[Date Prev][Date Next][Thread Prev][Thread Next][Date Index][Thread Index]
Re: New program: rand(1)
From: |
Tim Rice |
Subject: |
Re: New program: rand(1) |
Date: |
Sun, 21 Aug 2022 23:47:23 +0000 |
Hey Shawn,
Thanks for your input.
I do kind of feel like datamash should focus on working with existing data,
not generating new sets, and that this rand might be better suited as a
separate project, but not strongly enough to protest very much.
I thought about it. I figured there was precedent with programs like
decorate(1) to implement non-core functionality in such an extra program.
Unlike decorate, rand will make certain aspects of datamash(1) development
better.
I can really see the argument both ways, so I'm open to more pressure to spin
off rand into a separate project if people think that is best :)
We should get it right now, while we're still in the early part of the next release
cycle. It's no big deal to revert the current implementation with a new commit that says
something like "rand(1): Move this to a separate project.". Our decision now
helps set a demarkation for the future, between which features will be seen as
appropriate for the GNU Datmash project, and which will not.
Arguments for keeping rand(1) in GNU Datamash (which I will acronym as GD):
* Ensure GD ships with a way for developers to benchmark its performance and
test some of its statistical functions like jarque.
* The core mission of GD is to provide fast and easy ways to munge data and generate
statistical summaries from the CLI. People doing this kind of work will often also be
after "fake" data. By including the extra functionality in GD, they don't need
to install yet another package. GD becomes even more useful to people who want that
functionality, not less useful to people who don't, and saves splitting effort between
multiple projects.
* There is precedent for GD to not be just one program, but a suite of data tools. Two
and a half years ago, GD went from one program to two programs. In five or ten years from
now, GD may be not just two programs but half a dozen or more, the "coreutils of
data". So long as these programs suit the general theme of data utilities that work
in CLI pipelines, I think it is one possible future worth considering.

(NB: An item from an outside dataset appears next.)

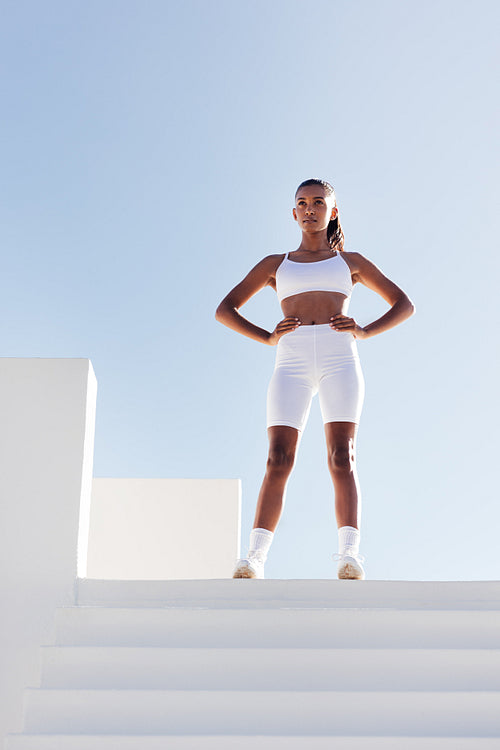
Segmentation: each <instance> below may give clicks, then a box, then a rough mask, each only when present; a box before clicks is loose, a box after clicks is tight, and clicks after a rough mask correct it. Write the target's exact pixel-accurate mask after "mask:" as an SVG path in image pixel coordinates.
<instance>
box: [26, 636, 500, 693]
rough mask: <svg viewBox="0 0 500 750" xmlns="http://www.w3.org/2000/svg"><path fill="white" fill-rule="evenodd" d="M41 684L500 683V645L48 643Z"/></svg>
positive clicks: (183, 684)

Arguments for spinning rand(1) off into a project called something like GNU
Rand:
* We've already seen that rand(1) wants to encumber GD with an additional
dependency, and perhaps should be seen as simply a CLI wrapper to a subset of
GSL. This alone implies that rand is not a good fit for GD.
* Toggling GSL support will make GD more complicated to maintain. In general,
each extra program will encumber future maintainers with additional
responsibilities. I would rather not be resented by future generations for
adding a program they would prefer not to support :)
* Perhaps GD should remain focused purely on processing existing data. Keep
each GNU package as orthogonal to all the others as possible. This ensures
everything remains lightweight and composable. This has not seemed to be a
primary concern of other GNU projects, but I am not unsympathetic to the
argument.
I will put a moratorium on rand(1) development for a bit to allow more time for
feedback. If no clear consensus emerges, I'll make a decision after a couple of
weeks. It may be a decision to spin off rand into a separate project, or it may
be a decision to proceed with toggling GSL support as suggested by Erik.
~ Tim